The American Dream
Posted October 10, 2005on:
Conchita is the proverbial immigrant who came to this country with no legal paper, one luggage and no knowledge of English. No, madam, she spoke no English and did not graduate from high school.
She learns English by watching TV.
She works for a while in a restaurant as a cook helper. She starts to clean houses on the side, as a second job (or a third, or a fourth). She soon realizes this is how she can make money and not by earning minimum wages at the restaurant! She gets a friend to print nice brochures for her : her name, her phone number and details on how well she will clean your house. She gets some phone calls. And some more and some more.
She is thirtyish, a round face, black hair and black eyes. She is short and sturdy. You can tell just by looking at her that she is what people call a Latina and that she has some Native American blood in her veins.

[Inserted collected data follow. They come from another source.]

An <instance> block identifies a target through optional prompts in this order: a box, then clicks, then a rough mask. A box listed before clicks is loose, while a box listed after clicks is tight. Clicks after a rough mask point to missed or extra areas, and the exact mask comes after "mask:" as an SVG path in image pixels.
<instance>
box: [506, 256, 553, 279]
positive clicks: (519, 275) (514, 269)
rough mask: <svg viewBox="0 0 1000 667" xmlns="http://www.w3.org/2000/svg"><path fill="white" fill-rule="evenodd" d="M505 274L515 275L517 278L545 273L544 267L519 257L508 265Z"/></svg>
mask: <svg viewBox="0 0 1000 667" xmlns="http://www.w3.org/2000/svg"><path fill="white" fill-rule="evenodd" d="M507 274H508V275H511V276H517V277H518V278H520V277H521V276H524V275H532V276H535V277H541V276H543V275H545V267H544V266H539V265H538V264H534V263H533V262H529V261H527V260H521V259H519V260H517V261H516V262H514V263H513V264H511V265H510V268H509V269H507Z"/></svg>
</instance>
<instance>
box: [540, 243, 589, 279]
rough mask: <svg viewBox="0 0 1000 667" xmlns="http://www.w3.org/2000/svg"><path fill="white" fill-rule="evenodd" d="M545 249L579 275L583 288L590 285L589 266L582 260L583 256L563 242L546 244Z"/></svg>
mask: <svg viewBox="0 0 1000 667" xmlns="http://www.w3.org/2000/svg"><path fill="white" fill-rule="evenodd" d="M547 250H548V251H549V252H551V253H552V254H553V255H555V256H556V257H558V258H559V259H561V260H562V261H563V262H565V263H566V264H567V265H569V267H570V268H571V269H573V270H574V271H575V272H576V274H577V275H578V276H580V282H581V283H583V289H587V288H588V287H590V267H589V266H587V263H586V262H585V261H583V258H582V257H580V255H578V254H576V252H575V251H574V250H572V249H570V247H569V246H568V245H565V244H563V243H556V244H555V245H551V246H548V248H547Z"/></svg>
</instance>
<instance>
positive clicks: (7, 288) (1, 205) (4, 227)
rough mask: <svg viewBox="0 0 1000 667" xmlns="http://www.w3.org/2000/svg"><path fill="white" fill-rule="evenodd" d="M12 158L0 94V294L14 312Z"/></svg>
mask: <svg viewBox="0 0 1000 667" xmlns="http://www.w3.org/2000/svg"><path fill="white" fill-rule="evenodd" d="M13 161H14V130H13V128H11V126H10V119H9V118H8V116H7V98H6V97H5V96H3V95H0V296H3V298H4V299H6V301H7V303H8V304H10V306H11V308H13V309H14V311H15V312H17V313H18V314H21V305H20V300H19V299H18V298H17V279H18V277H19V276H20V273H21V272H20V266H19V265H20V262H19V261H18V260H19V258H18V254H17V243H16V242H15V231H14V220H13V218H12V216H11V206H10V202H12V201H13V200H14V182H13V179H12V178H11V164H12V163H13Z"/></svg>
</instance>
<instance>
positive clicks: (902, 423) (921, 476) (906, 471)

I met her when she left a leaflet under my door advertising her cleaning business. I know some people relish cleaning their own bathroom and find inner peace doing so, but unfortunately yours truly has not been blessed that way. Conchita comes to my house, cleans it and leaves it smelling like freshly squeezed lemon. Mmmmm….
Conchita is not the one doing the cleaning however. She has two employees, Maria and Pilar, doing it for her. These two barely speak English. They are, as Americans say, “Johnny come latelies”. I am amazed that cleaning my house contributes to the livelihood of not one, but three ladies!
Conchita is now an American citizen, speaks fluent English, has seven cars dedicated to her business and people working for her. Her main work is managing them and doing customer service. She is also in the office cleaning business now. And she has acquired expensive special equipment to enter the lucrative carpet cleaning business. I expect her to tell me soon she is also in the windows cleaning business. Or the interior painting business. Or the plumbing business. (You get the drift.).
Conchita is building herself her dream house back home. Her husband flies home every three months or so to check on the huge construction (it involves a multifamily complex) project. In the mean time, she has bought herself a house in the American ‘burbs. There are some trees surrounding it but no white picket fence and no wrap-around porch. Her two sons attend the county’s public schools. They will likely go to college. The first generation in the family that will do so.
Ten years from now, I expect to see Maria and Pilar, each with their own thriving (cleaning, or painting, or cooking or whatever) business, speaking a fluent English, and having become American citizens !
The American Dream is alive and well : Conchita makes me a believer.